Back to the Beginning Haībun

Picture Used by kind permission of Ines Williamson

Picture used by kind permission of Ines Williamson

In the yellow light of a new night, the cobblestones echo my thoughts back to me. “Why are you here?” Here is where I started, in a small apartment past that iron gate. The first sunshine I ever remember seeing flooded into my tiny room there on the third floor.

My friends and I played stickball and tackle-tommy in the Magic Between. That special time between school and dinner is what I miss most, that magical time when parents were busy and kids could play. I remember the Between as one big blur, like an endless summer day: my homerun, Jack’s skinned knee and when Bats broke his arm swinging over the fence instead of walking through like everyone else.

I rang in the New Year with my folks in their new place across town, but this golden gateway is where the little-me, my memory, still lives.
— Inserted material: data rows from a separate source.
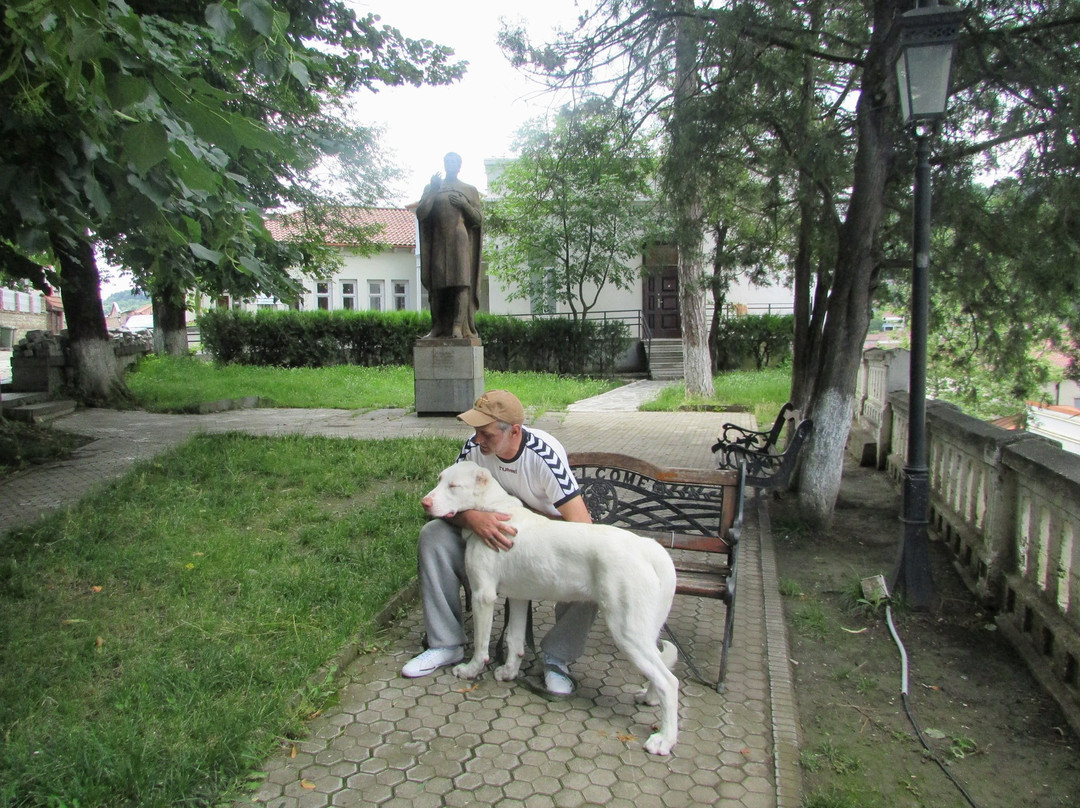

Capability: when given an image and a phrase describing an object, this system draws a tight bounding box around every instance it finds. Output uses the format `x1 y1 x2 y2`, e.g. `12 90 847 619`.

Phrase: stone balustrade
856 351 1080 731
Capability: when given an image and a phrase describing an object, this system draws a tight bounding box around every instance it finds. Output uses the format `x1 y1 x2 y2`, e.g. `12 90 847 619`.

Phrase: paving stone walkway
0 381 800 808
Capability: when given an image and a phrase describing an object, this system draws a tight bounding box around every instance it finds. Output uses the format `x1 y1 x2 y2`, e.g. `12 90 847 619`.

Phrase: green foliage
0 0 463 399
0 434 459 808
642 366 792 426
485 97 652 319
476 314 630 376
199 309 630 375
714 314 795 371
199 309 431 367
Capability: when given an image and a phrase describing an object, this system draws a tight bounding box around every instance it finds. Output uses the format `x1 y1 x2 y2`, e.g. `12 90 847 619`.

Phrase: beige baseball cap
458 390 525 427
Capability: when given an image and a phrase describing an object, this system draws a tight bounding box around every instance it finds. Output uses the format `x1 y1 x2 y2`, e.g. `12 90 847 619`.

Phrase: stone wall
856 347 1080 732
8 331 152 394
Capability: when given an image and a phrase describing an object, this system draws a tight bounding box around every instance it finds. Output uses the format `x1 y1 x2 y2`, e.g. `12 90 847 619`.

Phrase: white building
250 207 794 338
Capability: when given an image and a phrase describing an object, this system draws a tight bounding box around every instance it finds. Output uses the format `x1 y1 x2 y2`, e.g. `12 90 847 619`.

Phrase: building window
367 281 384 311
341 281 356 311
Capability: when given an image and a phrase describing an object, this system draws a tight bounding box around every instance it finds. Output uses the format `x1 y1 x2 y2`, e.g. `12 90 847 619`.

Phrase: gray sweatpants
417 519 597 663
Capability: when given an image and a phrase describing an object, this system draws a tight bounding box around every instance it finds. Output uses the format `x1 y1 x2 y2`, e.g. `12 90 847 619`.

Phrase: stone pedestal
413 338 484 416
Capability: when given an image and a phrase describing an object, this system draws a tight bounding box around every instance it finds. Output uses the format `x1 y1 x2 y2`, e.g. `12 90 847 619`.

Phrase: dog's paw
645 732 675 755
453 659 484 679
495 662 521 682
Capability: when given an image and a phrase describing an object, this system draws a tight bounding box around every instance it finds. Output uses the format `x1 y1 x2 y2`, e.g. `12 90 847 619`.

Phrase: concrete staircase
0 390 75 423
649 339 685 381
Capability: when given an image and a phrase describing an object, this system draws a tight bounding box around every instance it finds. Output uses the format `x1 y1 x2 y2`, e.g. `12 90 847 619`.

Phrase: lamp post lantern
893 0 961 609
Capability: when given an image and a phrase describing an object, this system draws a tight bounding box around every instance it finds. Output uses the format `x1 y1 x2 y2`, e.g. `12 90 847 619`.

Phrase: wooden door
642 244 683 339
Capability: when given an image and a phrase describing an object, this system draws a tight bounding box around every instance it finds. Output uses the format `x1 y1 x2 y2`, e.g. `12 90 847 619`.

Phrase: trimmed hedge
199 309 630 375
713 314 795 371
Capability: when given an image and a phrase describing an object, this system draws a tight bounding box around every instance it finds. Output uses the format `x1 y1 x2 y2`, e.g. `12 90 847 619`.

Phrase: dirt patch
770 463 1080 808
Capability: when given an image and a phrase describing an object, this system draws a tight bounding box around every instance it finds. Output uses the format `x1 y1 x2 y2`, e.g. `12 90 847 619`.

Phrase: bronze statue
416 151 483 339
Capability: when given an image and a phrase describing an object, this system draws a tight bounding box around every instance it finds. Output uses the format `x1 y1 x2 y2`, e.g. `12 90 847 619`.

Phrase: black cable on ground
885 604 978 808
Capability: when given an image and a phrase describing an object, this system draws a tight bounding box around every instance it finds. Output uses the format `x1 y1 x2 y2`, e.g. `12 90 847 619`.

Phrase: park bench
713 418 813 494
569 452 745 690
713 402 798 453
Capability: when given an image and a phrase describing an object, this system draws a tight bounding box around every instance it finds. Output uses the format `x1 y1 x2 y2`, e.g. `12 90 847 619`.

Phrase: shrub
713 314 795 371
199 310 630 376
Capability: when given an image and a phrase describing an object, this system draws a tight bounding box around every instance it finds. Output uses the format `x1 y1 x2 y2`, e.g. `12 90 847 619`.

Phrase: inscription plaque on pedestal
413 338 484 416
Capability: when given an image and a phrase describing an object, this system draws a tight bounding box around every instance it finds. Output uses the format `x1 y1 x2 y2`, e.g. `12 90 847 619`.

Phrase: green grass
0 434 458 808
126 356 622 414
642 367 792 429
0 358 794 808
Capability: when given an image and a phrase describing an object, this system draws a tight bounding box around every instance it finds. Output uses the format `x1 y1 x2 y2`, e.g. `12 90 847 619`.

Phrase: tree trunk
53 240 131 406
670 0 713 399
798 0 897 527
708 223 731 374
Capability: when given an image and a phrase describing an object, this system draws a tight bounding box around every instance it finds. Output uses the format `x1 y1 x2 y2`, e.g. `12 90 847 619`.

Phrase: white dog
421 461 678 755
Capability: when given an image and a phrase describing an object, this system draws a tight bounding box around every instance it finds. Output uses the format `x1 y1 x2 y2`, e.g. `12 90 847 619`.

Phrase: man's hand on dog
455 511 517 550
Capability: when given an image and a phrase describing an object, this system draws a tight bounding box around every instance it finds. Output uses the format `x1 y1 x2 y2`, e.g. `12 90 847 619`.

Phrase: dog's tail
660 639 678 671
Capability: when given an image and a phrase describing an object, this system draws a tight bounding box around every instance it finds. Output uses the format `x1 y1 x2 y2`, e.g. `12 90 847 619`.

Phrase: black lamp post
893 0 961 609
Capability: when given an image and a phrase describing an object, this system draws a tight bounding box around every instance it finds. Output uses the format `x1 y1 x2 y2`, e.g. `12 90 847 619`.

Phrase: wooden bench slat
632 528 732 554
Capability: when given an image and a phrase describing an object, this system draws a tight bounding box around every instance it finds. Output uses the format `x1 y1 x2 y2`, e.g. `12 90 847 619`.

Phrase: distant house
217 190 794 362
238 207 427 311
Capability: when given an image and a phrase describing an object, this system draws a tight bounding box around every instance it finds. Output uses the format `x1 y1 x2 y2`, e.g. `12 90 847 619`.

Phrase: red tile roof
266 207 416 248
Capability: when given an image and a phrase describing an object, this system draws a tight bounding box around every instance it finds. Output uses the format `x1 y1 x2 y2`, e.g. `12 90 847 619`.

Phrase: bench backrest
569 452 746 552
I remember when Stefan’s snake escaped, and Mrs. Nolan came screaming down her stairs, after finding it curled under her stove.

Is home on these cobbles? Or in the window glass I looked through on a night like tonight? My sister and I wished on a star. Wishes are secret, but mine was to fly in an airplane one day, to be inside one leaving a contrail wide enough to be seen all over the city, knowing people were looking up at the roar I made. Then my sister and I realized the only star in the sky was moving, not a star at all, probably an airplane. Do wishes made on planes come true? This one did.

I came back to my hometown on an airplane, home to see my folks, so happy in their new apartment, all their things reduced and rearranged. My sister is busy with her three kids and their teenage angst, but she came to see me and our parents. I don’t think she really saw me. We barely spoke. I couldn’t think what to say to her. I wonder what her wish was, all those years ago. I know better than to ask. Now a new airplane will take me home to Boston, my other home.

home is in my heart
not here on this cobbled street
but I hear its echo

Copyright 2014 Brenda Davis Harsham

Inspired by the first Līgo Haībun Challenge of 2014, part of a picture prompt from Ese at Ese’s Voice.

Oak Leaf Tanka


small oak sapling sways
leaves bob in the bitter wind
frosted with snowflakes

waving to fallen leaf friends
oak leaf lingers to kiss spring buds

Copyright 2014 Brenda Davis Harsham

Note: A Tanka is a Japanese poetry form that has five lines with syllable counts per line of 5, 7, 5, 7, and 7. In another way of thinking of it, a Tanka is a haiku with two longer seven-syllable lines added as a second stanza. Some purists find fault with any rhyming within the poem. The third line is intended to be a turning point, or a pivot, about which the meaning of the poem turns or changes. I don’t know if my poem achieved that or not. I enjoyed learning about it, and I hope you’ll give it a try, too.